Computer-based methods are becoming an increasingly powerful tool in the search for new materials for key technologies such as photovoltaics, batteries, and data transmission. Prof. Dr. Caterina Cocchi and Holger-Dietrich Saßnick from the University of Oldenburg in Germany have now developed a high-throughput automatized method to calculate the surface properties of crystalline materials starting directly at the level of established laws of physics (first principles).

In an article published in the journal npj Computational Materials, they report that this can speed up the search for relevant materials for applications in key areas such as the energy sector. They also plan to combine the method with artificial intelligence and machine learning techniques to accelerate the process further.

So far, similar methods have focused on bulk materials rather than surfaces, the two physicists explain. “All the relevant processes for energy conversion, production, and storage occur on surfaces,” says Cocchi, who heads the Theoretical Solid State Physics research group at the University of Oldenburg.

However, calculating the material properties of surfaces is far more challenging than for complete crystals because the surface facets often have a complex structure due to factors such as defects in the crystal structure or the uneven growth of a crystal, she explains.

This complexity poses problems for researchers in the field of materials science: “It is often not possible to clearly determine the properties of samples in experiments,” says Cocchi.

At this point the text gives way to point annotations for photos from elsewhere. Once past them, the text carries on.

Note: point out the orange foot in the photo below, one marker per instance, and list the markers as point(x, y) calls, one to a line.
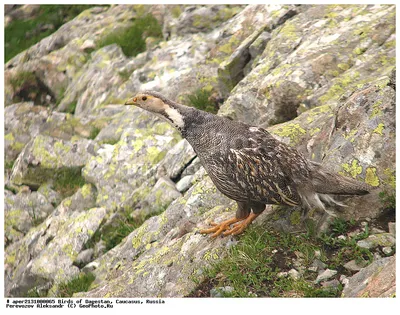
point(237, 228)
point(241, 226)
point(218, 228)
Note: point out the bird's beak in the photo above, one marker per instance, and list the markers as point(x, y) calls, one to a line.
point(131, 101)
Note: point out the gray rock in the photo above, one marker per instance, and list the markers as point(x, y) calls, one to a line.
point(178, 158)
point(332, 284)
point(294, 274)
point(392, 228)
point(387, 250)
point(192, 168)
point(219, 292)
point(375, 240)
point(46, 253)
point(258, 46)
point(161, 195)
point(376, 280)
point(45, 158)
point(84, 257)
point(231, 71)
point(184, 183)
point(318, 264)
point(47, 190)
point(159, 258)
point(353, 266)
point(119, 171)
point(325, 275)
point(22, 212)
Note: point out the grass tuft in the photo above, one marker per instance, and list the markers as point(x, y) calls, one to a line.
point(252, 266)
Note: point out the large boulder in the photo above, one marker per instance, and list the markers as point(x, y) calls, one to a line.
point(45, 158)
point(45, 255)
point(314, 57)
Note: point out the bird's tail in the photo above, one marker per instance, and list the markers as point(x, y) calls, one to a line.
point(327, 182)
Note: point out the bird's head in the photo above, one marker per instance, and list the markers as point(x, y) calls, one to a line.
point(148, 102)
point(158, 104)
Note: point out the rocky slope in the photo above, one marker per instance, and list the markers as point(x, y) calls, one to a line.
point(318, 77)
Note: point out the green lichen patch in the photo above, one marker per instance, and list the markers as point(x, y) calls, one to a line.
point(353, 169)
point(67, 181)
point(291, 130)
point(114, 233)
point(16, 39)
point(371, 177)
point(379, 129)
point(390, 177)
point(80, 283)
point(200, 99)
point(132, 39)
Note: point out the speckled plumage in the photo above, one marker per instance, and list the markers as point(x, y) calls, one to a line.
point(247, 164)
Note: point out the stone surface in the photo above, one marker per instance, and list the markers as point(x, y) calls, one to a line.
point(184, 183)
point(84, 257)
point(45, 158)
point(219, 292)
point(45, 255)
point(322, 72)
point(352, 266)
point(375, 240)
point(325, 275)
point(22, 212)
point(392, 228)
point(376, 280)
point(294, 274)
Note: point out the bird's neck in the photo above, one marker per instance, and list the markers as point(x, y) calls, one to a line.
point(182, 117)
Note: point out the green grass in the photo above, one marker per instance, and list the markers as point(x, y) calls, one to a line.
point(71, 108)
point(78, 284)
point(94, 132)
point(22, 34)
point(22, 78)
point(132, 39)
point(200, 99)
point(251, 267)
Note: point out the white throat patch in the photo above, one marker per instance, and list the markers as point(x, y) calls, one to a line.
point(174, 115)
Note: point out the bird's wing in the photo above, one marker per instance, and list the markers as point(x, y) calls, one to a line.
point(267, 169)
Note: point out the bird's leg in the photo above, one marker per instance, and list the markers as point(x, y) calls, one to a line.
point(218, 228)
point(242, 213)
point(241, 226)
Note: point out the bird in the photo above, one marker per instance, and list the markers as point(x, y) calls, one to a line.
point(249, 165)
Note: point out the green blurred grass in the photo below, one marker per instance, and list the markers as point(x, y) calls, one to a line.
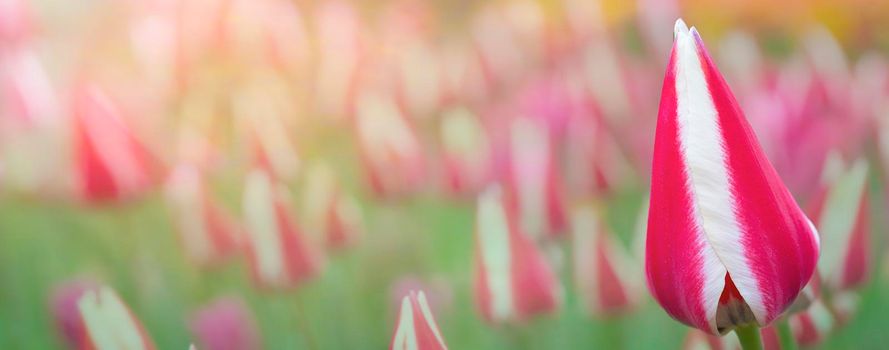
point(350, 306)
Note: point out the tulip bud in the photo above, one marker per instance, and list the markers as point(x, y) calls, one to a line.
point(262, 107)
point(416, 328)
point(225, 323)
point(534, 180)
point(841, 215)
point(93, 317)
point(727, 244)
point(512, 279)
point(389, 145)
point(467, 156)
point(330, 214)
point(208, 233)
point(110, 161)
point(280, 255)
point(604, 271)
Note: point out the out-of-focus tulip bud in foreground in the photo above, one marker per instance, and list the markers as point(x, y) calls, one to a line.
point(841, 215)
point(90, 316)
point(329, 213)
point(208, 232)
point(534, 182)
point(225, 324)
point(416, 328)
point(466, 151)
point(279, 253)
point(513, 281)
point(110, 162)
point(389, 146)
point(727, 245)
point(697, 340)
point(605, 273)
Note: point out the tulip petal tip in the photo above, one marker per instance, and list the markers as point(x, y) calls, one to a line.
point(679, 28)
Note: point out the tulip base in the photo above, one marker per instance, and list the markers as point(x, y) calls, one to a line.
point(749, 337)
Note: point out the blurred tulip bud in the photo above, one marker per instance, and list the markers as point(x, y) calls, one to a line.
point(842, 219)
point(812, 325)
point(727, 244)
point(110, 162)
point(208, 232)
point(279, 253)
point(534, 180)
point(697, 340)
point(605, 274)
point(262, 107)
point(467, 154)
point(389, 145)
point(225, 324)
point(90, 316)
point(416, 328)
point(513, 281)
point(329, 212)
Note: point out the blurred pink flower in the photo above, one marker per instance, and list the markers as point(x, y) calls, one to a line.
point(329, 213)
point(208, 233)
point(225, 324)
point(513, 281)
point(280, 254)
point(90, 316)
point(416, 328)
point(605, 273)
point(110, 161)
point(727, 244)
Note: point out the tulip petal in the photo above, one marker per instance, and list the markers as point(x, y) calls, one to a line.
point(719, 213)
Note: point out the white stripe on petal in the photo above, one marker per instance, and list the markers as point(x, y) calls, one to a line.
point(702, 149)
point(262, 226)
point(493, 231)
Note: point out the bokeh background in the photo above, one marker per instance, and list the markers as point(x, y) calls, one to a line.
point(406, 110)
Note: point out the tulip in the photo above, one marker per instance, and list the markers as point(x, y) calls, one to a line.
point(513, 281)
point(262, 107)
point(812, 325)
point(90, 316)
point(841, 215)
point(390, 148)
point(727, 247)
point(279, 253)
point(416, 328)
point(208, 232)
point(110, 162)
point(467, 154)
point(534, 181)
point(329, 212)
point(225, 323)
point(603, 269)
point(697, 340)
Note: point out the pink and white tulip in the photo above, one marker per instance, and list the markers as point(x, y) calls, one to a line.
point(280, 254)
point(225, 324)
point(604, 270)
point(416, 328)
point(841, 214)
point(110, 161)
point(727, 244)
point(390, 148)
point(329, 212)
point(513, 281)
point(90, 317)
point(534, 181)
point(466, 151)
point(208, 232)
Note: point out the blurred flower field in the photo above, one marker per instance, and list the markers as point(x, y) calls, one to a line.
point(277, 174)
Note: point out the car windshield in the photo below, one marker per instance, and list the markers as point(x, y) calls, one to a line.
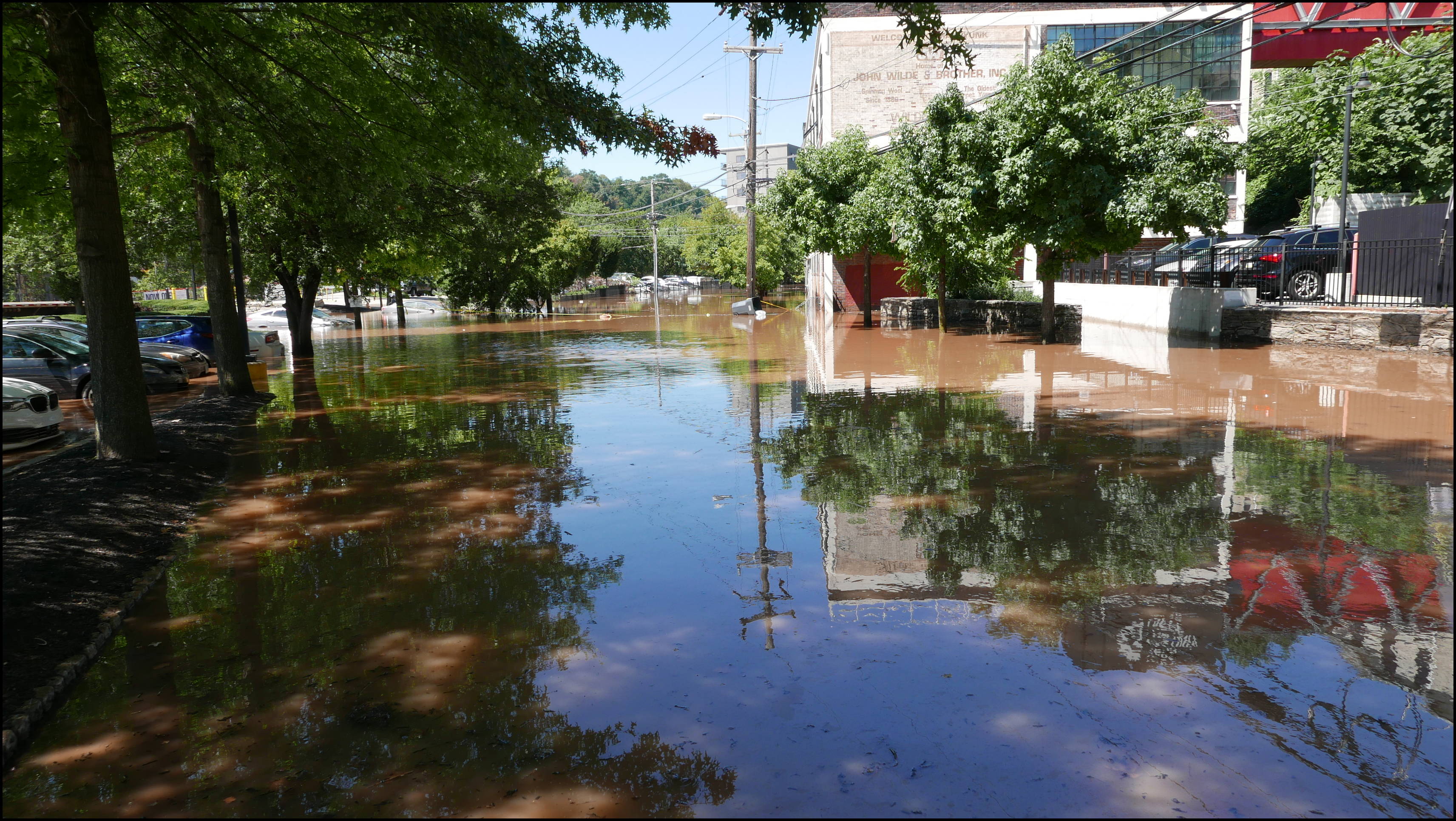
point(63, 332)
point(60, 344)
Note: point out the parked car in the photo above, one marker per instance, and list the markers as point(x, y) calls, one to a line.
point(1294, 264)
point(1174, 252)
point(278, 318)
point(1212, 267)
point(415, 306)
point(197, 332)
point(33, 414)
point(191, 360)
point(65, 366)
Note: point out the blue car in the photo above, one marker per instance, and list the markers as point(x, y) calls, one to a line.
point(197, 332)
point(191, 331)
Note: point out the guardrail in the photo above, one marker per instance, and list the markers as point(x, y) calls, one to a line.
point(1375, 273)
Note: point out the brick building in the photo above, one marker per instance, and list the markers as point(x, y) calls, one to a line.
point(861, 76)
point(774, 159)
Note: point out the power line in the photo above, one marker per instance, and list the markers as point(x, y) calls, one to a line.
point(1222, 57)
point(692, 79)
point(686, 43)
point(660, 201)
point(1171, 76)
point(1196, 35)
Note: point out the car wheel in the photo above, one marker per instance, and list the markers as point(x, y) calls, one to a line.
point(1305, 286)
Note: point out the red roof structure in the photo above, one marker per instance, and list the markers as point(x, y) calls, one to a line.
point(1302, 34)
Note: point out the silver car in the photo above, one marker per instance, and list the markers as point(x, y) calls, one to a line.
point(191, 360)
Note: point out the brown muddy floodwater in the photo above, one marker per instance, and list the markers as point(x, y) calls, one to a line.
point(720, 567)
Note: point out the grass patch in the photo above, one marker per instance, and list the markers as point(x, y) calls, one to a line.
point(177, 308)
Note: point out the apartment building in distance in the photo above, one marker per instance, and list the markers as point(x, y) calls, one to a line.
point(861, 76)
point(774, 159)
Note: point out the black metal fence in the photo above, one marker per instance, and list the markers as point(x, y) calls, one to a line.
point(1374, 273)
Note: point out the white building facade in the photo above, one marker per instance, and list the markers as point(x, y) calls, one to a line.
point(861, 76)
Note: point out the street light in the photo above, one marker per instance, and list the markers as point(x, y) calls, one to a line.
point(1344, 174)
point(1314, 178)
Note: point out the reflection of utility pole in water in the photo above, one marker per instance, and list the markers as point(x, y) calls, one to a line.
point(762, 558)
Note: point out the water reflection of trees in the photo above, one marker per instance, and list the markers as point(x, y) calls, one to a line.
point(1107, 544)
point(1062, 512)
point(364, 626)
point(1314, 487)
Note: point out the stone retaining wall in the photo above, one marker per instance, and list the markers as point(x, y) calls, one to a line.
point(1390, 329)
point(991, 317)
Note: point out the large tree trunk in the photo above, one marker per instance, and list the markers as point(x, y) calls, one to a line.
point(939, 296)
point(120, 395)
point(229, 335)
point(1049, 266)
point(236, 242)
point(298, 303)
point(868, 302)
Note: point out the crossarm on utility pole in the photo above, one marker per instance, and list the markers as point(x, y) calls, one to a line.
point(753, 50)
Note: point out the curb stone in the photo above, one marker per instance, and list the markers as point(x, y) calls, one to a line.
point(18, 727)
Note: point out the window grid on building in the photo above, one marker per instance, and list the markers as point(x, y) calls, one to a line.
point(1218, 79)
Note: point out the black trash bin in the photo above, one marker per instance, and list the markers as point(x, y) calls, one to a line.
point(747, 308)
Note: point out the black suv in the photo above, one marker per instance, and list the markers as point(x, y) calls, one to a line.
point(1294, 264)
point(1193, 257)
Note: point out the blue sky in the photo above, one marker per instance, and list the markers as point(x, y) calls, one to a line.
point(682, 73)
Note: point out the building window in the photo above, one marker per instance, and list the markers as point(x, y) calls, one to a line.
point(1218, 81)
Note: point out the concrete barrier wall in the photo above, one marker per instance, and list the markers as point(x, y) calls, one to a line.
point(1178, 311)
point(982, 315)
point(1402, 329)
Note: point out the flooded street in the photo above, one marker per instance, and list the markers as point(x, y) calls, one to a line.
point(714, 567)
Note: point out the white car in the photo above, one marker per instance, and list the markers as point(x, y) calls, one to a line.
point(415, 306)
point(33, 414)
point(278, 318)
point(1226, 257)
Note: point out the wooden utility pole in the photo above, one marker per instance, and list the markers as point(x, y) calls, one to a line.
point(868, 322)
point(753, 50)
point(651, 219)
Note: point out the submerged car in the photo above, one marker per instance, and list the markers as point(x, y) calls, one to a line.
point(65, 366)
point(191, 360)
point(415, 306)
point(197, 332)
point(278, 318)
point(33, 414)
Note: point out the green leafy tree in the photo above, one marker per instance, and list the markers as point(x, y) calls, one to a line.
point(1400, 129)
point(830, 201)
point(1075, 162)
point(717, 245)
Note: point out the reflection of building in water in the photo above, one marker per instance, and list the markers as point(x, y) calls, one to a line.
point(778, 402)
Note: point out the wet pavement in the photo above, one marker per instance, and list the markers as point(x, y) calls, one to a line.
point(704, 565)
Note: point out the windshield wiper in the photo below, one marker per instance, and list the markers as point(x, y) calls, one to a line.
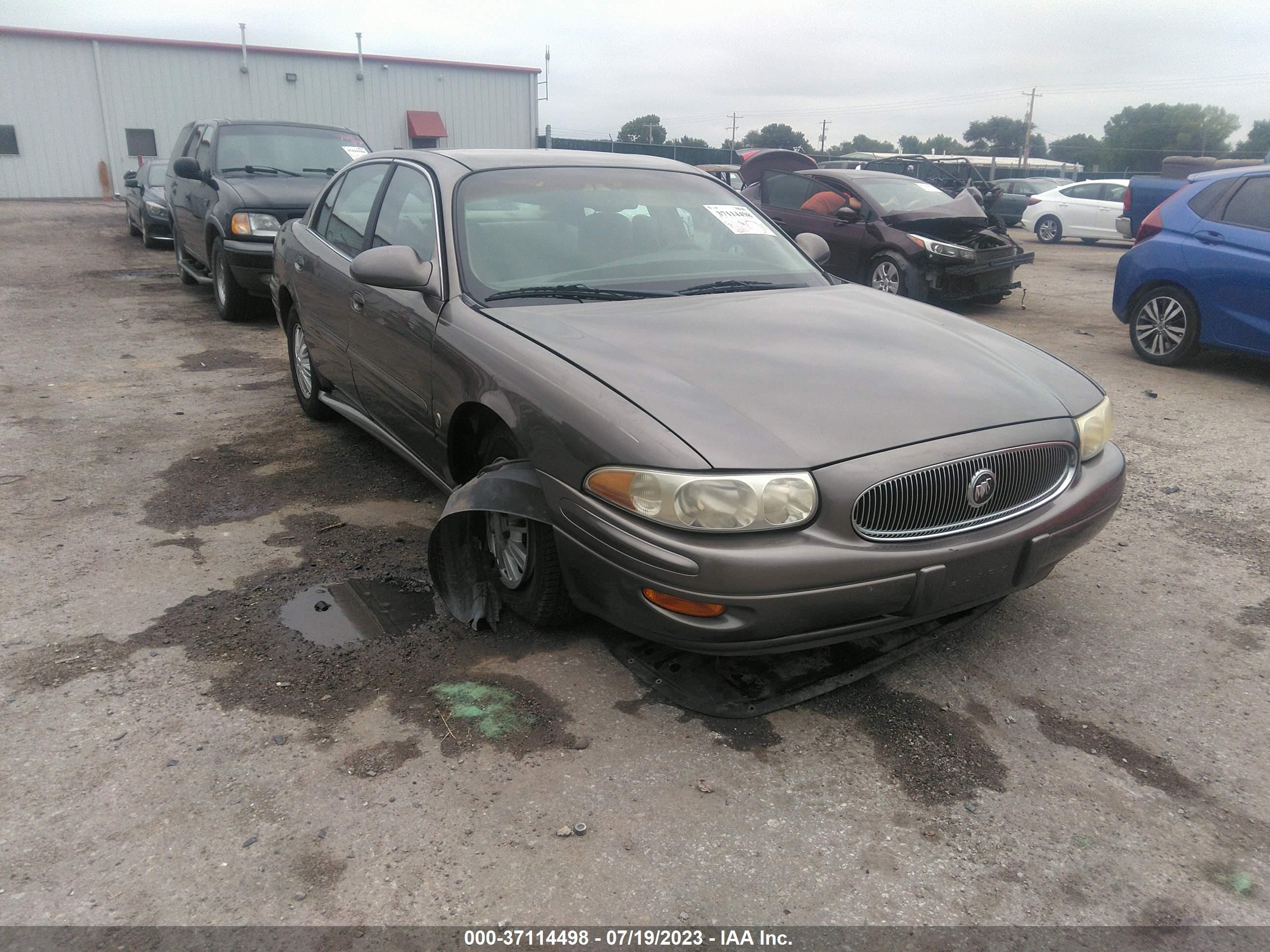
point(254, 169)
point(727, 285)
point(580, 292)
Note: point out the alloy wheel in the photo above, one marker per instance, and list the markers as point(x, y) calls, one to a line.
point(885, 278)
point(509, 539)
point(1160, 325)
point(301, 361)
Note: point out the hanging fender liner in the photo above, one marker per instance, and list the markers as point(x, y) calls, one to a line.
point(462, 569)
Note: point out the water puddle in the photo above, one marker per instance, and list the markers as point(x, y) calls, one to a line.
point(346, 614)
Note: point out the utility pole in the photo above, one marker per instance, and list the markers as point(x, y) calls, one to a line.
point(1032, 103)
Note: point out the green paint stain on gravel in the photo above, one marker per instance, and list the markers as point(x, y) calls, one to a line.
point(1240, 884)
point(493, 711)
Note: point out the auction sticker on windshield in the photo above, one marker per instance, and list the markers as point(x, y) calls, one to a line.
point(738, 219)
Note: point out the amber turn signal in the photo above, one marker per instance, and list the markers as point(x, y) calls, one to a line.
point(684, 606)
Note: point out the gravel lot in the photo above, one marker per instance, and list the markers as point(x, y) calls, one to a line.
point(1091, 752)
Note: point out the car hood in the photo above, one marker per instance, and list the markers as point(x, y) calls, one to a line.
point(761, 160)
point(955, 217)
point(277, 191)
point(806, 378)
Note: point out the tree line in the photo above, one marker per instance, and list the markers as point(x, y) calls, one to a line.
point(1137, 138)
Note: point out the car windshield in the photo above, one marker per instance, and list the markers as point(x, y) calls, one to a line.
point(286, 150)
point(891, 196)
point(632, 230)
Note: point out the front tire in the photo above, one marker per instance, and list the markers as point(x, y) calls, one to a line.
point(1164, 327)
point(1050, 230)
point(891, 275)
point(233, 303)
point(304, 372)
point(526, 565)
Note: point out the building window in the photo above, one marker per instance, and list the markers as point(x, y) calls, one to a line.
point(142, 143)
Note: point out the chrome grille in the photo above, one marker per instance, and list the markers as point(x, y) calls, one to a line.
point(935, 500)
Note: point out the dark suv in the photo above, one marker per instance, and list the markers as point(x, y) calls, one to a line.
point(232, 185)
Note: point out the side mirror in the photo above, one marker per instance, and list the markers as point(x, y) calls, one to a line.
point(394, 267)
point(813, 245)
point(187, 168)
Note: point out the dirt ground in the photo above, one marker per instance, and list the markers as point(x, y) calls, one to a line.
point(1094, 751)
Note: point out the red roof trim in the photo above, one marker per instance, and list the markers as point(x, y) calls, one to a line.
point(235, 48)
point(423, 125)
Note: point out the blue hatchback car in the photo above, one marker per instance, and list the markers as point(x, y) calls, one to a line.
point(1199, 272)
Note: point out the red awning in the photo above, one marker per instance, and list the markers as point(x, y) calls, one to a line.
point(425, 125)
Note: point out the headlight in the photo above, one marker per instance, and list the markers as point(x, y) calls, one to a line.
point(723, 503)
point(1095, 429)
point(944, 249)
point(254, 224)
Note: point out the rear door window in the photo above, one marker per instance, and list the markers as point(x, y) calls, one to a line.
point(1084, 191)
point(350, 215)
point(1250, 206)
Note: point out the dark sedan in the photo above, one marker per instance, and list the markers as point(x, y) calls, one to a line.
point(648, 404)
point(892, 233)
point(145, 204)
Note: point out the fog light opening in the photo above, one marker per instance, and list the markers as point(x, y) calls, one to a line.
point(684, 606)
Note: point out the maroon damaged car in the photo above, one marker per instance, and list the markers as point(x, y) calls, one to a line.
point(900, 235)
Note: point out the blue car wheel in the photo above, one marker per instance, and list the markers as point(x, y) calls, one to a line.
point(1164, 327)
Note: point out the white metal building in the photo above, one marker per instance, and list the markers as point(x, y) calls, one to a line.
point(78, 110)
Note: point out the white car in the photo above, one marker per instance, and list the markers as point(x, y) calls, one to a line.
point(1086, 210)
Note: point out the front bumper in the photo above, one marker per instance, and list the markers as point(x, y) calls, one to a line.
point(959, 282)
point(250, 263)
point(823, 584)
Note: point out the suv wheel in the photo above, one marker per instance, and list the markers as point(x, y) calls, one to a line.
point(232, 301)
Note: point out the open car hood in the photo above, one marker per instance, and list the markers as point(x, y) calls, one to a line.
point(778, 380)
point(773, 160)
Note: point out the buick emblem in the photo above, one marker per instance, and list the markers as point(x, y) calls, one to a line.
point(981, 488)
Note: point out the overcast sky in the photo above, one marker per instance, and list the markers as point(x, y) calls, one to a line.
point(880, 68)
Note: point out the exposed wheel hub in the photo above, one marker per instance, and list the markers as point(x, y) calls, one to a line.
point(509, 540)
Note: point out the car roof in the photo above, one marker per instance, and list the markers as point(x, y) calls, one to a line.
point(271, 122)
point(1230, 173)
point(481, 159)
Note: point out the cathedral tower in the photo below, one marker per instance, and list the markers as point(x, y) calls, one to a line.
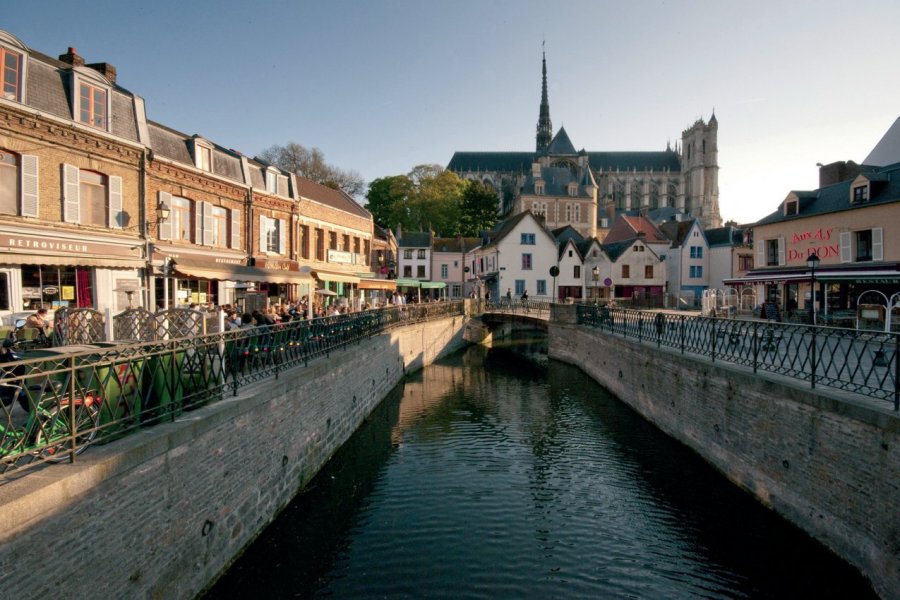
point(545, 127)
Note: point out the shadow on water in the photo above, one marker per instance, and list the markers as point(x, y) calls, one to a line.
point(500, 473)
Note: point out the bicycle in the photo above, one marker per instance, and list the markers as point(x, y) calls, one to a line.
point(47, 430)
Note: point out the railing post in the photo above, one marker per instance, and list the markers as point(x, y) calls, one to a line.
point(812, 362)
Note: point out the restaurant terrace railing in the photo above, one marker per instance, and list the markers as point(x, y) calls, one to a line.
point(57, 401)
point(850, 360)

This motivated Cocchi and her colleague Saßnick to develop an automated procedure for high-quality screening of the characteristics of new compounds.

Reliable results

The result of their work was incorporated into the aim2dat computer program, which only requires the chemical composition of a compound as input. The information about the crystal’s structure is extracted from existing databases. The software then calculates the conditions under which the surface of the material is chemically stable.

In the second step, it determines key properties, in particular, the energy required to excite electrons into conduction states or detach themselves from a surface. This parameter plays an important role in materials that convert solar energy into electricity, for example. “We don’t make any assumptions in our calculations; we use only the fundamental equations of quantum mechanics, which is why our results are very reliable,” Cocchi explains.

The two scientists demonstrated the applicability of the method using the semiconductor cesium telluride. The crystals of this material, which are used as an electron source in particle accelerators, can occur in four different forms. “The composition and quality of the material samples are difficult to control in experiments,” notes Saßnick. Nevertheless, the Oldenburg researchers were able to perform a detailed analysis of the physical properties of the different configurations of the cesium telluride crystals.

Cocchi and Saßnick have embedded the software in a publicly accessible program library so that other researchers can also use and improve the procedure. “Our method has great potential as a tool for discovering new materials—and in particular physically and structurally complex solids—for all kinds of applications in the energy sector,” says Cocchi.